Co do twierdzeń pełnomocnika strony, jakoby niewiarygodne było, że kierujący pojazdem nie zatrzymywał się, mimo wyraźnych znaków patrolu Policji, a przejechanie przez niego 250 metrów stanowiło "drogę spokojnego hamowania ze średniej prędkości", organ odwoławczy przyjął, iż nie znajdują one odzwierciedlenia w rzeczywistości. Z danych Krajowej Rady Bezpieczeństwa Ruchu Drogowego wynika, że droga hamowania pojazdu poruszającego się z prędkością 90 km/h na lodzie może wynieść około 208 metrów, natomiast droga zatrzymania takiego pojazdu ponad 240 metrów. Ścisłe centrum [...] nie spełnia takich kryteriów, nie wspominając o dozwolonej w tym miejscu prędkości.

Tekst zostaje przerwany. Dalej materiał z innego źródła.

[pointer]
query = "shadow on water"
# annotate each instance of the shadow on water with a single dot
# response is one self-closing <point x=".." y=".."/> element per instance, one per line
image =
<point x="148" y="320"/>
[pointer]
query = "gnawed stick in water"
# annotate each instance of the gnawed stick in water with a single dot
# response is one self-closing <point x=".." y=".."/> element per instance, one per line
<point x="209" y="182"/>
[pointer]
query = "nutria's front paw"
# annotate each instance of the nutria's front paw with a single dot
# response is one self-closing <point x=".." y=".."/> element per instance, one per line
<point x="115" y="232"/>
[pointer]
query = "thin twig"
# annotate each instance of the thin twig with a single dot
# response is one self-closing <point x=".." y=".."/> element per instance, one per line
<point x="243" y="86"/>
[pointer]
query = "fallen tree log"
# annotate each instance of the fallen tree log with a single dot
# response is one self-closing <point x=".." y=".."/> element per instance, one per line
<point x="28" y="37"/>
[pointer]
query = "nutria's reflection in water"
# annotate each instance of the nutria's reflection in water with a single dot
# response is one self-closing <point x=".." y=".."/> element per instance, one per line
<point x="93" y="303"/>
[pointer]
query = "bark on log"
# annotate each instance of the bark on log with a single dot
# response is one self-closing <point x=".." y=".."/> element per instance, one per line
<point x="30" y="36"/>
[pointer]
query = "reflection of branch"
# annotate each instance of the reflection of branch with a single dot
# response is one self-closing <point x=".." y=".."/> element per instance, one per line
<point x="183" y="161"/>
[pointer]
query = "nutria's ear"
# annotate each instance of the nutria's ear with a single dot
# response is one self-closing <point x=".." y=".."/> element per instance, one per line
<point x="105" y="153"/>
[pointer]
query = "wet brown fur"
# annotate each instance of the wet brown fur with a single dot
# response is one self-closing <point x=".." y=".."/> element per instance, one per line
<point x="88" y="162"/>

Odnosząc się do kwestii przesłuchania w charakterze świadków: kierującego pojazdem, osoby zgłaszającej policjantom fakt kierowania przez niego pojazdem w sposób budzący wątpliwości co do stanu trzeźwości, a także zatrzymujących policjantów organ odwoławczy podkreślił, iż w sprawie bezsprzecznie ustalono, że kierujący znajdował się w stanie nietrzeźwości (1,17 mg/l, 1,01 mg/l – co daje odpowiednio zawartość ok. 2, 46 ‰ i 2,12 ‰ we krwi) oraz nie reagował na sygnały świetlne i dźwiękowe.

Powyższe wartości alkoholu są tak znaczne i niemal dwukrotnie wyższe niż pomiary dokonane u S.C. (0,60 mg/l), że nie sposób dać wiary, iż mógł on nie dostrzec, w jakim stanie znajduje się kierujący, nawet w przypadku, gdy sam wcześniej spożywał alkohol. Skoro przy takich wartościach kierujący prowadził samochód, to wyżej wymieniony, mający w organizmie stężenie niemal dwukrotnie mniejsze, wbrew twierdzeniom pełnomocnika, musiał mieć świadomość, że jego kolega narusza przepisy ruchu drogowego.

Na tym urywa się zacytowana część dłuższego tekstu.